Беженец — не мигрант
— Есть ли сегодня задачи, связанные с беженцами, которыми не занимаются ни государство, ни волонтёры?
— Мне кажется, сейчас не хватает каких-то программ адаптации для беженцев к новой жизни. Есть чудовищная разница между экономическим мигрантом и беженцем. Потому что экономический мигрант — это человек, который определил, где ему лучше жить, и, подготовившись к переезду, туда переместился. Он обычно уже заранее предполагает, где он будет работать. Он осознанно туда едет для того, чтобы к лучшему изменить свою жизнь. Беженцы внезапно оказываются в этой ситуации. Они совершенно не были готовы к переезду, зачастую абсолютно дезориентированы и не понимают, как жить в новом месте. Конечно, кто-то достаточно легко социализируется: у нас есть несколько подопечных семей, которые приехали с детьми — и уже и муж, и жена работают, и дети учатся.
— Кто должен заниматься созданием таких «адаптационных программ»?

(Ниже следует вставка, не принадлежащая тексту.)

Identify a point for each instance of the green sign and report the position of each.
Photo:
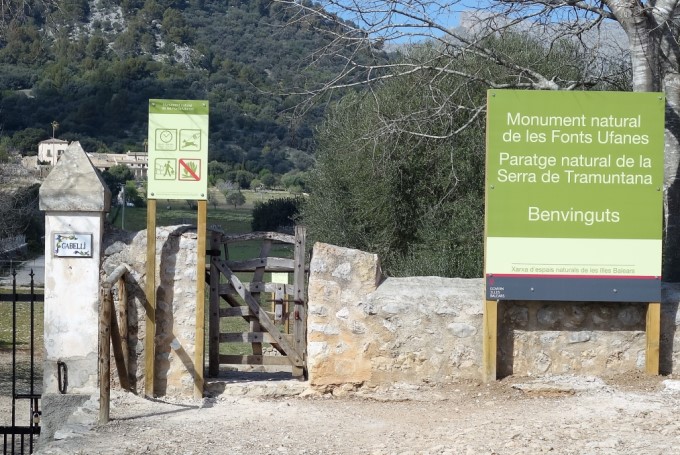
(178, 149)
(574, 189)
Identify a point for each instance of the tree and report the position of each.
(236, 198)
(19, 211)
(117, 176)
(606, 31)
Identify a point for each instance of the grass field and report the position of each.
(173, 212)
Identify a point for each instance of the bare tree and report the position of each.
(643, 32)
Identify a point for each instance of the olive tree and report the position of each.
(400, 168)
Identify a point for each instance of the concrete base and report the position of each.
(62, 413)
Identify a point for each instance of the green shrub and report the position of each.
(275, 214)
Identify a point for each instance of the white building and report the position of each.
(50, 150)
(138, 162)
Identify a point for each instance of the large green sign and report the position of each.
(178, 149)
(574, 191)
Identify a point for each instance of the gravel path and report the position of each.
(555, 415)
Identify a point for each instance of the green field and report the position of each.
(174, 212)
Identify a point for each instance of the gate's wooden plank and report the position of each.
(246, 337)
(226, 289)
(199, 354)
(653, 333)
(150, 290)
(299, 306)
(270, 264)
(291, 351)
(253, 360)
(214, 322)
(258, 276)
(104, 355)
(124, 330)
(251, 337)
(259, 235)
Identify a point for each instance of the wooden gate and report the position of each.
(276, 313)
(18, 437)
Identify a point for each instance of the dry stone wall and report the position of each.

— Думаю, это задачу вполне могут взять на себя социальные и волонтёрские службы.
Есть один момент, который, как мне кажется, не очень получился. Непосредственно от нашего центра и со стороны «Правозащитного Совета Петербурга» (НКО — ред.), где я тоже имею честь состоять, были предложения о создании рабочих групп для координации помощи беженцам. Но это не было реализовано. Есть прямые контакты, когда волонтёрам нужно пообщаться с комитетами, с вице-губернаторами города. Но вот предложения по межведомственной координации (собраться и подумать более организованно) не срабатывают. Как-то все предпочитают по отдельности решать проблемы. Ну лишь бы они как-то решались.
Повтор материала от 17.10.2022
Справка
Григорий Михнов-Вайтенко родился в 1967 году. Его отец — поэт и драматург Александр Галич, мать — художница Соня Войтенко. Григорий Вайтенко обучался во ВГИКе, с 1990 годов работал на телевидении. В 2008 стал священнослужителем РПЦ, служил в Старой Руссе. В 2014 году вышел за штат РПЦ. В 2015 году перешёл в Апостольскую православную церковь (российское религиозное объединение, зарегистрированное Минюстом в 2004 году), где получил титул архиепископ Варяжский. В 2021 году участвовал в выборах в Госдуму от партии «Яблоко», выдвигался от округа в Петербурге. Является членом Правозащитного совета Петербурга.